In an embodiment, the voice samples contained in the existing voice recognition sample library can be composed of two parts: corresponding audio data and annotation data; wherein the audio data can represent the frequency, amplitude change and duration of the user’s voice in the voice sample For data such as sound signal characteristics, each audio data can be displayed by recording the sound waveform in the corresponding user's voice; the label data can be the number and text information that record the user's voice content. At this time, when the specified keywords are obtained, the existing speech recognition sample library can be queried. By traversing each voice sample contained in the existing speech recognition sample library, the annotation data that constitutes each speech sample can be analyzed. Determine whether the specified keywords are included in the labeled data, so as to find the voice samples composed of labeled data including the specified keywords, ignore the voice samples composed of labeled data that do not include the specified keywords, and then search for the voice samples As a target voice sample for subsequent keyword analysis.

Take the Kaldi speech recognition framework as an example to illustrate the search process. A large number of public speech recognition sample libraries are provided under the Kaldi speech recognition framework, such as aishell and thchs30 sample libraries in Chinese, and wsj and librispeech sample libraries in English; At this time, the existing speech recognition sample library contains a large number of speech samples composed of audio data and labeled data. For example, the labeled data is as follows: "BAC009S0002W0130 fiscal and financial policies follow immediately"; among them, "BAC009S0002W0130" means that The number of the voice sample composed of the annotation data can clearly indicate the matching relationship between the data and the voice sample; "Financial and financial policies follow immediately" means that the voice sample composed of the annotation data contains textual information of the content. In one embodiment, if the acquired keyword is "finance", query the existing voice recognition sample library, traverse the label data of multiple voice samples contained therein, and extract the label data including the keyword "finance" "" voice sample, such as the content of the above example is the voice sample of "Financial and financial policies follow the climate". The voice sample found is used as the target voice sample. At this time, a large number of already provided under the Kaldi voice recognition framework A large number of target voice samples containing the keyword "finance" in multiple scenarios are obtained in the public voice recognition sample library, and the target voice samples are subsequently processed to obtain corresponding keyword voices in multiple scenarios.

S130: Determine a keyword voice segment in the target voice sample to obtain a keyword sample.

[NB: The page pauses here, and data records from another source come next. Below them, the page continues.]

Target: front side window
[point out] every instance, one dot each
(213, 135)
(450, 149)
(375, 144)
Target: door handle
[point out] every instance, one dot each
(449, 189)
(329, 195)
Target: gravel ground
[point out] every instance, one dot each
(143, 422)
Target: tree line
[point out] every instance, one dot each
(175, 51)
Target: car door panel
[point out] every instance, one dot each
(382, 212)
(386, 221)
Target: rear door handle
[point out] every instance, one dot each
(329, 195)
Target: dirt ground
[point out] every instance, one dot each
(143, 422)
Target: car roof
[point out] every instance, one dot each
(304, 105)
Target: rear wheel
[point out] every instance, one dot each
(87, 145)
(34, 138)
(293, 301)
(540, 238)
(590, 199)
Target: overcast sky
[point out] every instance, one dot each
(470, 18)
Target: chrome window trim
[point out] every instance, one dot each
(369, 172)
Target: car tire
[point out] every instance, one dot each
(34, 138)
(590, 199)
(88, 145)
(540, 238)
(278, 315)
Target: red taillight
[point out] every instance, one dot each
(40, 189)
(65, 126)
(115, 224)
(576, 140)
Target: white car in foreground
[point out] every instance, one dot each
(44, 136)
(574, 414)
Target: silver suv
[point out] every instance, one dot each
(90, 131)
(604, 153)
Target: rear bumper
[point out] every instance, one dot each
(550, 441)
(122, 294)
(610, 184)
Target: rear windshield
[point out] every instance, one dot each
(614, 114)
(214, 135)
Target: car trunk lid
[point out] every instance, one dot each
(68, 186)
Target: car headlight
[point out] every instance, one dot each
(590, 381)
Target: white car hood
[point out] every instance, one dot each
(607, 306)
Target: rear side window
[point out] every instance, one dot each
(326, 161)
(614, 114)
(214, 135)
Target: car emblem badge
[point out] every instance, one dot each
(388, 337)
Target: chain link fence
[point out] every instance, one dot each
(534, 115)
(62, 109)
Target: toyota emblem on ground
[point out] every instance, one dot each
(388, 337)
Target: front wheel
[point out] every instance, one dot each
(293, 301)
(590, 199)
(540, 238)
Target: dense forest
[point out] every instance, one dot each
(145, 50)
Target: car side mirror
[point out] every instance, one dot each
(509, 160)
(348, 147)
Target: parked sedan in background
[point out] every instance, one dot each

Among them, the keyword voice segment refers to that the voice sample only carries the voice corresponding to the specified keyword, and there is no voice segment corresponding to the voice of other content.

In one embodiment, after acquiring the target voice sample, this embodiment recognizes the target voice sample through a specific voice recognition technology to obtain a recognition result representing the voice feature information of the target voice sample, and determine according to the recognition result Find out the speech range of the keywords contained in the target speech sample, and then determine the corresponding keyword speech segment in the target speech sample, and intercept the keyword speech segment in the corresponding speech range in the target speech sample. At this time, the keyword voice segment only contains the content of the keyword and the sound feature information, and there is no information other than the keyword, so the keyword voice segment is used as the keyword sample in this embodiment.

In one embodiment, by traversing each voice sample in the existing voice recognition sample library, a large number of target voice samples that include specified keywords in the labeled data in multiple scenarios can be obtained, so from the target voice samples The number of keyword speech fragments determined in is also large enough, so that keyword samples in multiple scenarios can be obtained, so that the corresponding keyword recognition model can be subsequently trained through the keyword samples in multiple scenarios.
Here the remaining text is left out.